Succeeding in today's economy requires lighting-fast reflexes and the ability to communicate and collaborate across the globe.
Communicating and collaborating well does not have to drain your energy and creativity by spending extended hours engaging in regional and global telephone conferences and exchanging many email messages. Using new technology, like blogs, wisely can allow you to show and tell colleagues in other parts of the company and the world what you are working on without having to be present. Just allow yourself and your associates to shift your attention from supervision to collaboration over internal and external networks.
62% of Americans have no idea what a blog is. The answer: A frequently updated website consisting of personal observations and excerpts from other sources, typically run by a single person.
Jacob Crossman, a software engineer at Soar Technology Inc. in Ann Arbor, MI, uses blogging tools from Palo Alto, CA-based Socialtext Inc. to keep an up-to-date engineering notebook on his ideas about a particular project that can be accessed by other project participants.
"One of the disadvantages of a paper-based engineering notebook is that it's hard to find things unless you want to go through it manually," Crossman says. "So I decided to use the blog feature of Socialtext's software to keep track of my ideas.
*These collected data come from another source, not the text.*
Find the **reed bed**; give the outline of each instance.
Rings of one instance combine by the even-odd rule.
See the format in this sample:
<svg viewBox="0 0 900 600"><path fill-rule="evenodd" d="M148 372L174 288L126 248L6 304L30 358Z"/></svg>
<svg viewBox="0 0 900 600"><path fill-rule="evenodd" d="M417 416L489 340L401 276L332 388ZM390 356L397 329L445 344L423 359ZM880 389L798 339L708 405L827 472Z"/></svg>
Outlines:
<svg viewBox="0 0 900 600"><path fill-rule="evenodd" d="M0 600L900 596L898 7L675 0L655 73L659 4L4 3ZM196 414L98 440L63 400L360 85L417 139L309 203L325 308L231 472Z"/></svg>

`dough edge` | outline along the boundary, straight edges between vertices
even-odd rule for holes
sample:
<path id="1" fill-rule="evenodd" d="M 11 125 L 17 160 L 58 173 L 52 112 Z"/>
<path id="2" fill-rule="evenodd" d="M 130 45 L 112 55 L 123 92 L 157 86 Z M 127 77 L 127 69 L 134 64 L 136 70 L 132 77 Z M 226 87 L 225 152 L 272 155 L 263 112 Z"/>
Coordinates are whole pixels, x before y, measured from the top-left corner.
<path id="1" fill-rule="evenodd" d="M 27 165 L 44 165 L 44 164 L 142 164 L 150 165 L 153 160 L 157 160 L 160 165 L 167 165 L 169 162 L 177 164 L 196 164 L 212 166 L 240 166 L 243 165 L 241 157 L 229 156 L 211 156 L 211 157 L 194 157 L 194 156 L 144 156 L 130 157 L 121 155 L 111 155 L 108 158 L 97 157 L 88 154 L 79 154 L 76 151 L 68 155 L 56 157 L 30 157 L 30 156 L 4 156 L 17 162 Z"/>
I would type them in, and then they're immediately searchable using another feature of the software." He is also able to link to other documents about the project using the blog entry.
Crossman is not alone. Weblogs, or blogs, which let anyone with an Internet browser and some easy-to-use software publish a personalized diary online, have emerged as a valuable knowledge management and communication tool in business and social networks.